Frozenbyte was formed in 2001 by gaming enthusiasts with no professional game industry experience. Our debut game -- Shadowgrounds (2005, PC) -- was well-received by critics and gamers alike and we felt like conquering the world. In 2006, after the dust had settled on Shadowgrounds, a great "AAA" concept was developed.
Most of the company worked on the project for almost two years, while smaller teams worked on prototype projects and outsourcing work that made it all possible. Of these projects, only our internal Shadowgrounds Survivor (2007, PC) was ever released.
Ultimately it became clear that the publishers who had enough money did not believe in our ability to deliver the AAA game we were pitching to them, and the publishers who had enough faith did not have nearly enough money.
In hindsight, asking for five to 10 million dollars, going from PC-only to multiplatform overnight, and hiring a lot of new people should've set off our own alarm bells too.
Shutting down the project was a painful process and resulted in a company much smaller in headcount. The remaining development team was left without a project, but these developers quickly found their home in the Trine project -- previously a one-man operation with a couple of interns in its pre-production stage. The project looked promising and suitable for a bigger release than originally planned.
As the third game for us, Trine had a lot riding on it. If it would not be successful, it would be hard to find the strength to carry on, and the financial debts would probably devour the company. But it was also a project full of potential -- Trine was to be the rebirth of Frozenbyte.
What Went Right
1. The decision to re-design the game
Trine, then under a different name, had been in pre-production for almost two years. It was an old school-inspired (MSX era) platformer with focus on large freeform levels. We often referred to it as one programmer's "hobby project". The project was also a test bed for interns and new employees. It was starting to feel like fun.

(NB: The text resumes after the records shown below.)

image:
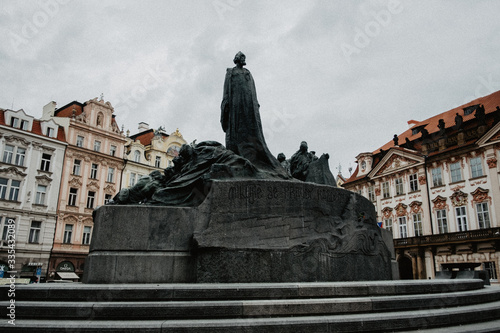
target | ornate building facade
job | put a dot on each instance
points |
(436, 187)
(31, 155)
(91, 176)
(149, 150)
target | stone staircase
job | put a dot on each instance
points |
(378, 306)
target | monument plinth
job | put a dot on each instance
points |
(244, 231)
(233, 213)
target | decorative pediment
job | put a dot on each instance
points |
(43, 180)
(70, 219)
(75, 182)
(480, 195)
(387, 212)
(12, 171)
(439, 203)
(109, 189)
(396, 160)
(93, 185)
(17, 139)
(458, 198)
(416, 206)
(401, 209)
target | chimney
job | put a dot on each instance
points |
(143, 126)
(48, 110)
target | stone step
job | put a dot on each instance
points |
(238, 291)
(154, 309)
(367, 322)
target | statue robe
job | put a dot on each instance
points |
(240, 119)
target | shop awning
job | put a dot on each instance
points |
(70, 276)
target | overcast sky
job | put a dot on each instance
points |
(345, 76)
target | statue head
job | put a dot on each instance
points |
(239, 58)
(303, 146)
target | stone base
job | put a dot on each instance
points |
(244, 231)
(288, 266)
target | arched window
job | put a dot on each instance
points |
(137, 156)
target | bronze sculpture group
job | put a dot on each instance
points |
(245, 155)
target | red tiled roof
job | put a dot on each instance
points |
(146, 137)
(490, 103)
(36, 127)
(67, 110)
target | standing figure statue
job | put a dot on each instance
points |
(299, 162)
(240, 119)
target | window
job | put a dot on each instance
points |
(73, 193)
(7, 154)
(107, 198)
(437, 178)
(476, 167)
(86, 235)
(90, 199)
(45, 165)
(483, 217)
(386, 193)
(413, 182)
(97, 146)
(93, 171)
(14, 122)
(137, 156)
(489, 266)
(14, 190)
(371, 193)
(388, 224)
(34, 236)
(24, 125)
(3, 187)
(442, 221)
(77, 167)
(456, 172)
(417, 224)
(461, 218)
(132, 179)
(41, 191)
(111, 175)
(399, 186)
(68, 232)
(20, 155)
(4, 223)
(402, 227)
(79, 141)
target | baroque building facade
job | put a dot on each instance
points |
(436, 187)
(149, 150)
(91, 176)
(31, 158)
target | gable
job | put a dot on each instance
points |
(492, 136)
(396, 160)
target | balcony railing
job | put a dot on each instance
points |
(452, 237)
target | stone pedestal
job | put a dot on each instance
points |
(244, 231)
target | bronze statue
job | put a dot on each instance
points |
(240, 119)
(299, 162)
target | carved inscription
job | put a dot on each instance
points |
(253, 193)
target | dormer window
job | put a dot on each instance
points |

With the added manpower from the failed AAA project, the game's original design was seen as too small and unambitious -- and it was deemed to have major design flaws due to its old-school roots. The game was essentially redesigned over the weekend and greenlit for production the next Monday. The team needed work to do.

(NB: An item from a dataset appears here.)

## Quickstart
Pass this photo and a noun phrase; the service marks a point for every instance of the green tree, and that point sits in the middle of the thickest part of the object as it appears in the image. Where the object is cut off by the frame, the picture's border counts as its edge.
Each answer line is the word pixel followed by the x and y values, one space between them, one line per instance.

How do you transform a game designed to be made in a few dozen man-months into something that takes hundreds of man-months? While the process was painful, the key was understanding that change was necessary. Many of the original design decisions were made to fit the original plan -- less than 12 months of production with a team of just a few inexperienced people.

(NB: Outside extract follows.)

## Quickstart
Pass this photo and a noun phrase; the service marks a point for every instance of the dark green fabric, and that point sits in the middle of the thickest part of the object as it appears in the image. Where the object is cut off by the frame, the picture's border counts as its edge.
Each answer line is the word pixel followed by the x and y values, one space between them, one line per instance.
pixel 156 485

The game world was to be "free" and very adventurous, levels were to be copy-paste jobs, including plenty of backtracking, finding keys and other puzzle elements, and having a difficulty of old-school proportions -- unforgiving by today's standards.
The new design evolved over time but certain things were set from the beginning. More weight was given to physics, and a key factor was giving the Wizard the ability to summon physics objects into the world.
One of the main gameplay elements in the original design was a time limit for character change. Essentially levels were supposed to have segments that had a time limit for completion, and the player could choose whichever of the three characters he wanted to tackle the challenge.
If the player failed and couldn't get to the end of the segment within the time limit, he'd have to do it again (perhaps try another character). This design was now seen as punishing the players and was completely removed, which changed the core gameplay drastically.
The original design also had much less differentiation between characters -- all characters had more or less the same basic attributes and their differences came from the various items that the player could give to them. The characters were redesigned and given distinct personalities and capabilities.
While some criticism has been laid out as to why the capabilities were not made into a single character -- and in fact many prospective publishers commented on this -- we felt and still feel that the three character decision was key in making the game feel cohesive, have a better story and have more marketing power.
The three characters are mentioned in every article about the game and the message it says to potential players is very clear. It also brings in mind classic old-school games such as Lost Vikings, which was welcome, even if the game's new design was not as big of an homage to old classics as its original design was.
A key point in the new concept and its level design was allowing players to play the game in their own way and solve simple puzzles with any character or their combination. Almost all situations in Trine can be solved with any character and clever use of the environment.
While many of these design decisions brought a lot of anxiety with them, they were crucial to the success of Trine. The game can be seen as a very relaxed, play-at-your-own-pace type of adventure, suitable for both hardcore and casual gamers, and this fact has probably attributed to the game's success.